The Republic took additional steps to reign in property prices last month after a sudden rebound in speculative demand threatened to undo years of carefully implemented curbs. CapitaLand had been reducing its exposure to Singapore’s residential market and now, as prices soften, may be in a position to look at potential buying opportunities that arise.
Private residential prices in the city-state increased by 3.4 per cent in the second quarter versus a 3.9 per cent increase in the previous quarter, Urban Redevelopment Authority data show.
Mr Lim said he expects housing prices to moderate post the curbs. “At this point in time these measures are probably adequate,” he added.
CapitaLand earlier said net income rose 4.4 per cent to S$606 million in the three months that ended on June 30, from a year earlier. Revenue climbed 35 per cent to S$1.34 billion, fuelled by increased residential sales in China and rents from newly acquired properties in Singapore and Germany.

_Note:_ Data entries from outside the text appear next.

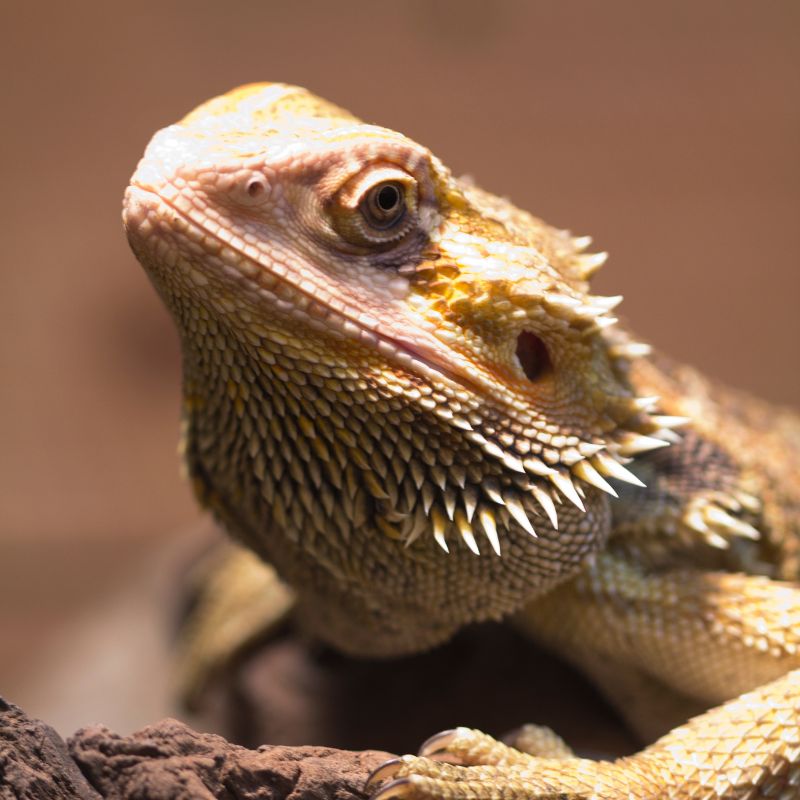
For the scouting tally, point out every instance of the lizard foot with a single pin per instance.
(487, 769)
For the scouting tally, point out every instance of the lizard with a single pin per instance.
(402, 398)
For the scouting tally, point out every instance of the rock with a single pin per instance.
(34, 762)
(170, 761)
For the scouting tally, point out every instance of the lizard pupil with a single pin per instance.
(388, 198)
(384, 205)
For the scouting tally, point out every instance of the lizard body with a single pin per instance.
(401, 393)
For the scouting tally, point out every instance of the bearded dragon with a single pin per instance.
(400, 393)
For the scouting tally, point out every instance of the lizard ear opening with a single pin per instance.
(532, 355)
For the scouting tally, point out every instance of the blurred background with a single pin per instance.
(669, 131)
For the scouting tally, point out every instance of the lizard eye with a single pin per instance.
(384, 205)
(376, 208)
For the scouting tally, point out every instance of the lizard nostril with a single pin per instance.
(533, 356)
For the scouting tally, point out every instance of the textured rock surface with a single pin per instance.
(170, 761)
(167, 761)
(34, 762)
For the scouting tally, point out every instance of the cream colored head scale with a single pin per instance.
(398, 389)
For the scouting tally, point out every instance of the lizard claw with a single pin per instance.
(438, 742)
(386, 770)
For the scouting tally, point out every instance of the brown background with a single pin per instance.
(669, 131)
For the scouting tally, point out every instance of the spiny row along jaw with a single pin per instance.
(573, 422)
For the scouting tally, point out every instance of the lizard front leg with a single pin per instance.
(240, 600)
(705, 636)
(747, 748)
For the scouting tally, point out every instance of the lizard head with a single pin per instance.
(387, 371)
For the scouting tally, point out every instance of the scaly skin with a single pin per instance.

With S$93 billion of assets under management as of June, CapitaLand’s two biggest markets are Singapore and China.
The company bulked up its China land bank in June with the purchase of a Chongqing site and is expanding in nations such as Vietnam and Indonesia.
“We still like Vietnam, we still like China,” Mr Lim said. “In China, residential is still a big part of the business.”
Also bullish on China is City Developments. It reported net income for the second quarter of S$204.8 million on Wednesday, and revenue of S$1.36 billion.
With real estate being a key driver of China’s economy, it will be in the government’s interest to ensure the market continues to be robust,” Singapore’s second-biggest developer by market value said in a statement.
“The group will remain prudent in investing in China and continue to seek development opportunities in Tier 1 and Tier 2 cities.”
City Developments said sales volumes for new launches in Singapore are lower than before the government’s cooling measures.
“In just a few hours before the recent cooling measures came into effect, three developers brought forward their launches and buyers rushed and snapped up over 1,000 units across three projects,” City Developments said.
“After the cooling measures took effect, sales transactions have been lukewarm.”
It added that for those developers that had managed to attract interest, launch prices would probably have been adjusted to spur sales.
CapitaLand chief investment officer Lee Chee Koon said Singapore’s cooling measures would mean some moderation in the short term, while presenting potential “interesting opportunities” down the track.
After buying a second Grade-A office in Frankfurt last quarter, CapitaLand’s Mr Lim said Europe is also an attractive destination.
“We believe that right now, when we compare across all the different markets, Europe presents an opportunity,” he said.
Overall, CapitaLand will continue to allocate 50 per cent of its capital to emerging markets, and 50 per cent to developing markets, said Mr Lim, who is set to retire at the end of this year after six years at the helm.
The developer’s second-quarter earnings before interest and tax of S$1.35 billion, up 37 per cent from the same quarter last year, was thanks in part to higher fair value gains from the revaluation of investment properties in Singapore, China and Europe.